Try these strategies to lower your credit utilization ratio:
- Bring your balances as close to zero as possible. When you regularly pay off your balances, your credit utilization ratio drops.
- Make micropayments throughout the month. Instead of paying just once a month, try making multiple smaller payments throughout the month to ensure your balance doesn’t get too high.
- Increase your credit limit. Call your credit card company or credit issuer to ask for a higher limit. When you increase your limit without increasing your balance, your credit utilization ratio decreases.
- Open a new line of credit. If you open another line of credit and don’t use it, you’ll have more total available credit, which will lower your ratio.
4. Open a new business credit card
Getting a second or third business credit card can help improve your business credit score—as long as you stay on top of your spending and monthly payments.
The trick is to apply for a business credit card that reports to one of the three major commercial credit bureaus. To find out if your credit card issuer sends its information to a credit agency, scour their website FAQs or call customer service for more information. You can also see a list of major credit card issuers that report to credit bureaus here.
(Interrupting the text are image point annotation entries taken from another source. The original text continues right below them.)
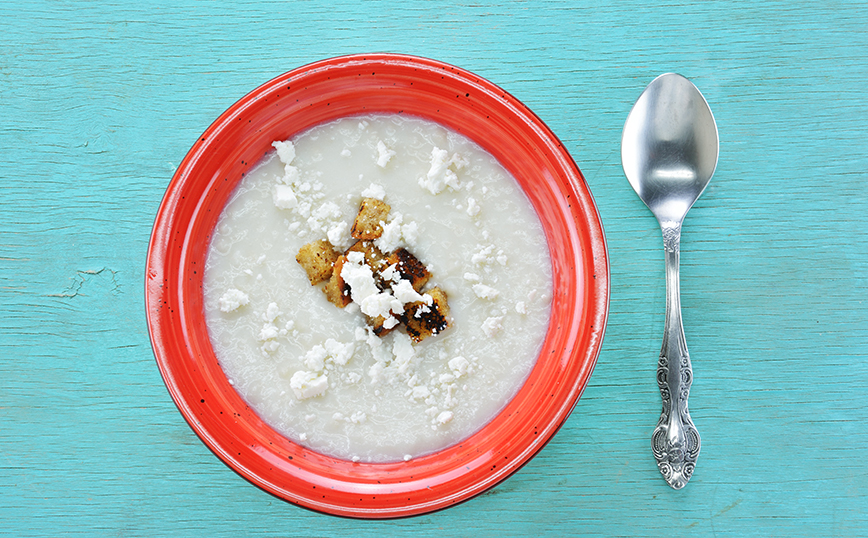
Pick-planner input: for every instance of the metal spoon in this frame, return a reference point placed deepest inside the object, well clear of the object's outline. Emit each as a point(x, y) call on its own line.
point(669, 152)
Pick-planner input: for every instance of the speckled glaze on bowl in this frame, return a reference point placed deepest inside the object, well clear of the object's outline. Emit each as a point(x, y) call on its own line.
point(290, 104)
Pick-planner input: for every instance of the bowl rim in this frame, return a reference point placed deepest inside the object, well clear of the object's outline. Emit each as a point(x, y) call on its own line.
point(174, 265)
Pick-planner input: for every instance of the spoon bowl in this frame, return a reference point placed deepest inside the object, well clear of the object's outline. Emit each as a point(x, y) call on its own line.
point(669, 146)
point(669, 151)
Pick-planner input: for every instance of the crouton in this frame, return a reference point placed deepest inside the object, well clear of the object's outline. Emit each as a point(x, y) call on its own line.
point(409, 267)
point(337, 291)
point(374, 258)
point(379, 325)
point(317, 259)
point(367, 224)
point(422, 320)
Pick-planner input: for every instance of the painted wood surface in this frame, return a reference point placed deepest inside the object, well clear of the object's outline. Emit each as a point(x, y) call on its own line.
point(99, 102)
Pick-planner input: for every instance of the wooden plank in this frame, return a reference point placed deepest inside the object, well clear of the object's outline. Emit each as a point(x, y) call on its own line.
point(100, 101)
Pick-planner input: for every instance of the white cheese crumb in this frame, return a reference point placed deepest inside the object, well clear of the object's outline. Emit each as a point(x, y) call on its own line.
point(405, 293)
point(384, 154)
point(271, 312)
point(339, 235)
point(374, 191)
point(364, 289)
point(472, 207)
point(340, 353)
point(439, 175)
point(492, 326)
point(485, 292)
point(268, 331)
point(284, 197)
point(308, 384)
point(232, 300)
point(459, 366)
point(420, 392)
point(397, 234)
point(285, 151)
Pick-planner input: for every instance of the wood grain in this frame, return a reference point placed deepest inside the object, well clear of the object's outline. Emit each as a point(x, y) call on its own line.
point(99, 102)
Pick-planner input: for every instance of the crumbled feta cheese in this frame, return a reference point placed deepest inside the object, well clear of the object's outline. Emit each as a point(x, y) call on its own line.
point(339, 235)
point(397, 234)
point(308, 384)
point(439, 175)
point(232, 300)
point(420, 392)
point(268, 331)
point(374, 191)
point(492, 326)
point(271, 312)
point(270, 346)
point(285, 151)
point(459, 366)
point(364, 289)
point(485, 292)
point(284, 197)
point(340, 353)
point(473, 207)
point(384, 154)
point(315, 358)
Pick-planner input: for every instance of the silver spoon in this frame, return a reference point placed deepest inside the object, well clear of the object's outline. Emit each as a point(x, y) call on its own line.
point(669, 152)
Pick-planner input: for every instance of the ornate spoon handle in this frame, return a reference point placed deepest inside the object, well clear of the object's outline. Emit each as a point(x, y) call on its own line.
point(675, 441)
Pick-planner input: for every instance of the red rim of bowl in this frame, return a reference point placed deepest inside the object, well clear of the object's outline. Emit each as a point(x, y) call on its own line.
point(288, 105)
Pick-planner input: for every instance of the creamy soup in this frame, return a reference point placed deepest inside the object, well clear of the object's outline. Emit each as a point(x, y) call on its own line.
point(317, 373)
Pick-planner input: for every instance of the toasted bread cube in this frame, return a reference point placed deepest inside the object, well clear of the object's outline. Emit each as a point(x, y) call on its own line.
point(422, 320)
point(317, 259)
point(367, 224)
point(409, 267)
point(374, 258)
point(380, 326)
point(337, 291)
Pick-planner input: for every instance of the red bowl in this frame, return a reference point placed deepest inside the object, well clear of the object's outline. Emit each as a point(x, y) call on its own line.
point(286, 106)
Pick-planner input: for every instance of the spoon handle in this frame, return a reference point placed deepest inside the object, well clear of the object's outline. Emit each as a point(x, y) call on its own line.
point(675, 441)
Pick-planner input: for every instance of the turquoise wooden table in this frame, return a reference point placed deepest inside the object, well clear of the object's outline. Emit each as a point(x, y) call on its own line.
point(100, 101)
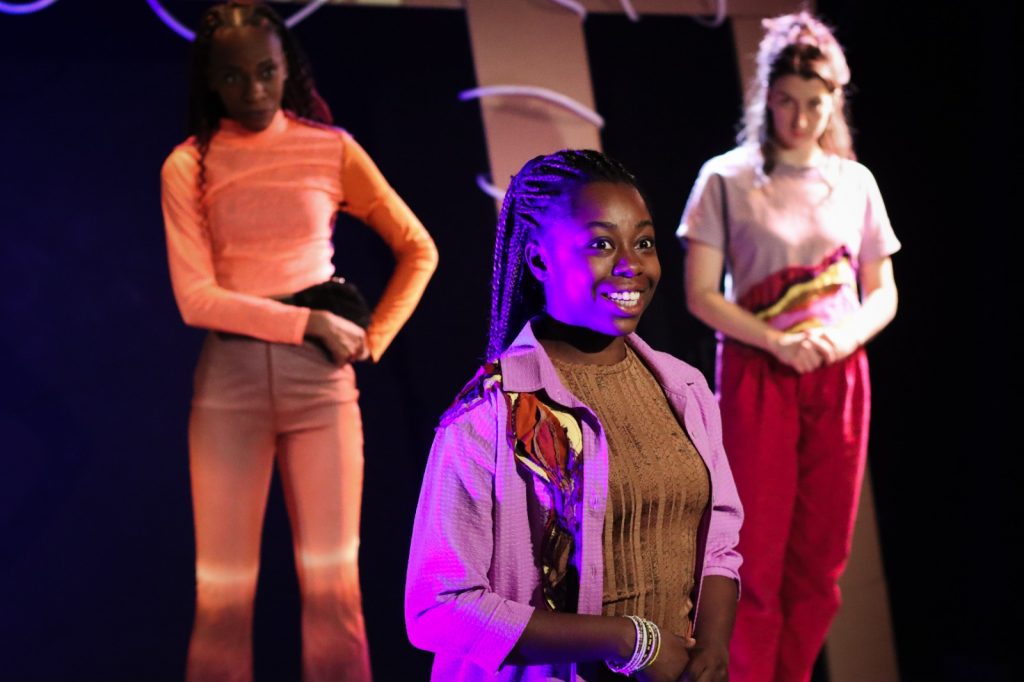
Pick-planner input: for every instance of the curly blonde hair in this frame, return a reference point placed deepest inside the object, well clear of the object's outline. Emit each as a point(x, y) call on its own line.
point(797, 45)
Once you get your new business credit card, come up with a strategy for how you’ll use it. One option is to designate your card for specific business expenses, like office supplies or fuel for your delivery trucks. That way, you can easily control your monthly spending and schedule regular payments to keep your balance low.
5. Add trade references to your credit file
Many credit bureaus use trade references to get a glimpse into your payment history with vendors and suppliers. Trade references are based on a handful of factors, like the manner of payment, the current amount you owe, and the current amount (if any) that’s past due. Positive trade references help boost your business credit score.
If you work with a handful of different vendors to buy supplies or materials for your business, ask them to report your payments to a business credit bureau. As long as you abide by the terms of your trade agreement—like paying within 30 or 60 days after receiving your goods—your trade references should be positive.
If your vendors don’t want to report to a credit bureau, you can still list them as a trade reference on your credit bureau accounts. The credit bureaus you report to will then follow up to gather your payment information.
Building better business credit
Whether your business is new or more established, it’s crucial to work on improving your business credit score. Adjusting your payment habits and maintaining healthy credit can increase your score over time, putting you in a better position to secure funding and continue growing.
Fundbox and its affiliates do not provide tax, legal or accounting advice. This material has been prepared for informational purposes only, and is not intended to provide, and should not be relied on for, tax, legal or accounting advice. You should consult your own tax, legal and accounting advisors before engaging in any transaction.